The European Union has suspended the most prominent conservative think tank in Brussels from its lobbying register, cutting off its direct access to the very institutions it was created to influence. On 15 June, the secretariat of the EU Transparency Register suspended the registration of MCC Brussels — the Belgian outpost of Hungary's Mathias Corvinus Collegium — over its refusal to fully disclose how it is financed.
The practical effect is immediate. A suspended organisation loses the access badges and meeting rights that come with a place on the register, the shared database the European Parliament, Commission and Council use to track who is lobbying them. MCC Brussels says it will appeal, and has cast the move as a politically motivated attempt to marginalise a rare conservative voice in a capital it views as dominated by the centre-left.
The suspension did not come from nowhere. It follows a formal complaint lodged in 2025 by Corporate Europe Observatory, a watchdog that scrutinises lobbying in the EU capital, which accused MCC Brussels of failing to declare basic information required of every registered organisation: the size of its budget and the sources of its money. After the secretariat opened an investigation, MCC Brussels disclosed that it operates on an annual budget of roughly €6.3 million — figures that, according to Corporate Europe Observatory, make it the second-best-funded think tank in Brussels.
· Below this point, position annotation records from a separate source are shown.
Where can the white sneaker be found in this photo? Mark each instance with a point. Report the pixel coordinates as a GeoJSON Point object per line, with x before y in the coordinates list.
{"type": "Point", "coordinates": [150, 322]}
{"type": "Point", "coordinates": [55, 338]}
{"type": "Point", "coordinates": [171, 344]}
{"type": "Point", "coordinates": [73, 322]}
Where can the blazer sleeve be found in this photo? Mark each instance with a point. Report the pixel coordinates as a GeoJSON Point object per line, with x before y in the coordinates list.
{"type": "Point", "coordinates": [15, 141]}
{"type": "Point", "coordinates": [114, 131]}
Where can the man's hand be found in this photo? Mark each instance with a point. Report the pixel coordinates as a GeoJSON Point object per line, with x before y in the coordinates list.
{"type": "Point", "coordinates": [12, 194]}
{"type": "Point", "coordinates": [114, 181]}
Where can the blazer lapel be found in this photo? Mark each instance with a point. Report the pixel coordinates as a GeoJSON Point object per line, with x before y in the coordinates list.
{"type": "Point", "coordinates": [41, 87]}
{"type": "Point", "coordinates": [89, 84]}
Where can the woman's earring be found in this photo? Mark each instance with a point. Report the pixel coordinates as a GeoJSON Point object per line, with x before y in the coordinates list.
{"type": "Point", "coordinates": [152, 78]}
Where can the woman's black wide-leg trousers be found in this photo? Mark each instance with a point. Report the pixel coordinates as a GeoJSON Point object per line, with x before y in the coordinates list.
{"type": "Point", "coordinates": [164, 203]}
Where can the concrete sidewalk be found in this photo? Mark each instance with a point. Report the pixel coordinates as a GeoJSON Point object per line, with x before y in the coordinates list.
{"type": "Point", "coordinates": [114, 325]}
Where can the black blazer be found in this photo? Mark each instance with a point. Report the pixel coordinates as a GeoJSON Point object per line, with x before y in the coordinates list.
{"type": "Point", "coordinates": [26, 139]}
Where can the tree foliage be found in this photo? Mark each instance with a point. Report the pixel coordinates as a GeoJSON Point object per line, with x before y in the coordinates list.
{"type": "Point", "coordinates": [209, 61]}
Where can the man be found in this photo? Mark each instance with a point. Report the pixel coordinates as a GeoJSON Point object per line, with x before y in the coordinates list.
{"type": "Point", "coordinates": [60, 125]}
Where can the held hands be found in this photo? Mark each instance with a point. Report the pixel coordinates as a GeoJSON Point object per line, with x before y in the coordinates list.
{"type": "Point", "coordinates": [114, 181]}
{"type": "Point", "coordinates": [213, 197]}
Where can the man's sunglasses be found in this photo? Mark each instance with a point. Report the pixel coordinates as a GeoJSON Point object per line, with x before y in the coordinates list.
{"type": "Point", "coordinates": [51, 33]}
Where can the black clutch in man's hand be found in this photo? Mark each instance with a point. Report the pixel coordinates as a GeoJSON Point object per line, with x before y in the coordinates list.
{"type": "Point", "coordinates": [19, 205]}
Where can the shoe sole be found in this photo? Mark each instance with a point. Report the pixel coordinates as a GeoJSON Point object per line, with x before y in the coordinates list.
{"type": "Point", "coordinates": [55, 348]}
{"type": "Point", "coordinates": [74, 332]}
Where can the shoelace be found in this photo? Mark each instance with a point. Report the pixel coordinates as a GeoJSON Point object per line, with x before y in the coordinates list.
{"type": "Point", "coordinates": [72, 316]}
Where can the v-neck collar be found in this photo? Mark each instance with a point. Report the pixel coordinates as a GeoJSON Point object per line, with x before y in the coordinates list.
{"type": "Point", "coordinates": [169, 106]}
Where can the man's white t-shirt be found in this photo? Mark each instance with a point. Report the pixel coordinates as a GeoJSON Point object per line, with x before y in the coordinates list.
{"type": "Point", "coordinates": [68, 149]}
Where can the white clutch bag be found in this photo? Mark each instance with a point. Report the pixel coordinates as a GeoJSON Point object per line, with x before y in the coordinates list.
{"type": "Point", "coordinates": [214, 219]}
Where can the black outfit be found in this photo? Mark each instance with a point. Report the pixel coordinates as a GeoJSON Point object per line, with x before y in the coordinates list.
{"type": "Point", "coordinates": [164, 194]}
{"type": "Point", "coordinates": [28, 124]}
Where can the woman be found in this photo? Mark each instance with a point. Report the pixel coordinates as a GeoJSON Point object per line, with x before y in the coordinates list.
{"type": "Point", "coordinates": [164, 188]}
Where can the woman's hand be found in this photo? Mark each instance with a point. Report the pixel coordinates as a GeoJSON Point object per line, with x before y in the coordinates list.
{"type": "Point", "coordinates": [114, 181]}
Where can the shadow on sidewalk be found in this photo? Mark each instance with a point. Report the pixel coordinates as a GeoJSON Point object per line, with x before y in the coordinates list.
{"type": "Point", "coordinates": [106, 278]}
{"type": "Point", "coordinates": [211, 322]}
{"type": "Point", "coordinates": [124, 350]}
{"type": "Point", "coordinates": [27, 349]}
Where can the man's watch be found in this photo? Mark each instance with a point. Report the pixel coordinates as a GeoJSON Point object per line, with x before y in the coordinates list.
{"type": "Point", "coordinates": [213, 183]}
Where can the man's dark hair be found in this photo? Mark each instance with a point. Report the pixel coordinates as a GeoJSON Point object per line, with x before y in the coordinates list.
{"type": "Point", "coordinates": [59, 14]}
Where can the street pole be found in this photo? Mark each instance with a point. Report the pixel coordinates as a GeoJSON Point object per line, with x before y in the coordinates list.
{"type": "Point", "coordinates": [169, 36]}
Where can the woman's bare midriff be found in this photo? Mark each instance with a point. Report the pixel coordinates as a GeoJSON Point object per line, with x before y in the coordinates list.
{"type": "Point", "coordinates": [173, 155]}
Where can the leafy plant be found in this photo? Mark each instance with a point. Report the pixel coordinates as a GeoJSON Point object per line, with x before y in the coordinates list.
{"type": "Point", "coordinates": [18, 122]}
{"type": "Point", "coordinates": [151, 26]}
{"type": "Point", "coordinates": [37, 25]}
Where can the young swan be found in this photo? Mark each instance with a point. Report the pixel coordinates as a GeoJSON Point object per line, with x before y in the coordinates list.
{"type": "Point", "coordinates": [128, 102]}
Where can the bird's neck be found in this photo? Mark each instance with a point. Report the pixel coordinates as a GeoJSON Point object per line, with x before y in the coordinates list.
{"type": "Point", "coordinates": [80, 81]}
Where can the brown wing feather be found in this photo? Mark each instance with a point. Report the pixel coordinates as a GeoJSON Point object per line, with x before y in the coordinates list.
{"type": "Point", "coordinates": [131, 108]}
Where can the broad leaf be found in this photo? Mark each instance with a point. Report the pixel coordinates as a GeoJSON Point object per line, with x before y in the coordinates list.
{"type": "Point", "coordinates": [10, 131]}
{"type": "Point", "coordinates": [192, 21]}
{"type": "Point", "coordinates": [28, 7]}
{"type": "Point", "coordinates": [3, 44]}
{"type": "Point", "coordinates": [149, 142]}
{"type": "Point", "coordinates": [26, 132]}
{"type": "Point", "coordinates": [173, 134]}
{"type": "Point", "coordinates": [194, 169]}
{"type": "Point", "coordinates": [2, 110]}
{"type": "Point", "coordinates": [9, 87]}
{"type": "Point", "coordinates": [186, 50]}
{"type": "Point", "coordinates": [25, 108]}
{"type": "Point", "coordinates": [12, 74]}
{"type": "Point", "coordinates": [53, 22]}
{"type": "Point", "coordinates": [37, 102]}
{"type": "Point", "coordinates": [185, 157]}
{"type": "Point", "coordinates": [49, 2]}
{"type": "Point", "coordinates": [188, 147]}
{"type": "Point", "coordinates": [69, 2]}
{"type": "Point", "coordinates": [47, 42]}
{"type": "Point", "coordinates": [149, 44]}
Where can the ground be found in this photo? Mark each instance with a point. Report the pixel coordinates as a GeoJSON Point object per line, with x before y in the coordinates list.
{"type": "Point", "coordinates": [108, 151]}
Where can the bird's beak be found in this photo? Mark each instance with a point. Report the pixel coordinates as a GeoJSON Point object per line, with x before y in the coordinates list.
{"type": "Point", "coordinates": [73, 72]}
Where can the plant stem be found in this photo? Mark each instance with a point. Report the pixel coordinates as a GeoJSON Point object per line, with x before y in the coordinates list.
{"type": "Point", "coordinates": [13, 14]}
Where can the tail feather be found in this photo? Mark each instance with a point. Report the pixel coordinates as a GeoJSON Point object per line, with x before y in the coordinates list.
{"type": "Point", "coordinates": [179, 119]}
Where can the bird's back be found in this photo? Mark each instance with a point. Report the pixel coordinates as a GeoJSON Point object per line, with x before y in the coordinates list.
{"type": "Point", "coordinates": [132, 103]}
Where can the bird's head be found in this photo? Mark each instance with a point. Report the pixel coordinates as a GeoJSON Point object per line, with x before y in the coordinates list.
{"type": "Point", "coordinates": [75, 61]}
At the centre of the dispute is the register's "single registration" principle, a rule designed to stop one network from spreading itself across multiple entries to obscure its true scale and backing. MCC Brussels is funded through the Mathias Corvinus Collegium, a Hungarian education foundation endowed by Viktor Orbán's government with public assets and shareholdings in major Hungarian companies — a structure critics argue makes both its independence and its true resources difficult to trace.
The two sides describe the same event in irreconcilable terms. For Corporate Europe Observatory, this is routine enforcement. The decision, its research coordinator argued, amounts to "simply an organisation being held to the same transparency standards as everyone else seeking to influence EU policymaking" — and MCC's complaints of persecution cannot obscure its own failure to file. For MCC Brussels and its allies in the European conservative press, the same facts describe something else entirely: a bureaucratic instrument turned into a weapon against an ideological opponent, and proof, as they see it, that Brussels enforces transparency most zealously when the target sits on the right.
The fight is small in euros but outsized in precedent. The Transparency Register is voluntary and largely toothless, and suspension is one of the few real sanctions it can impose. Using it against a high-profile, politically connected think tank turns the case into a test of whether the rules apply evenly. If the register is seen to enforce its standards consistently, it bolsters a system that has long struggled to compel disclosure. If MCC's framing takes hold — that the rules are a cudgel wielded selectively — it hands Eurosceptics a fresh grievance and clouds the EU's claim to be cleaning up its lobbying culture. The timing sharpens both readings: Brussels is already under scrutiny over record corporate-lobbying spending and the pull of money on its pro-business policy turn.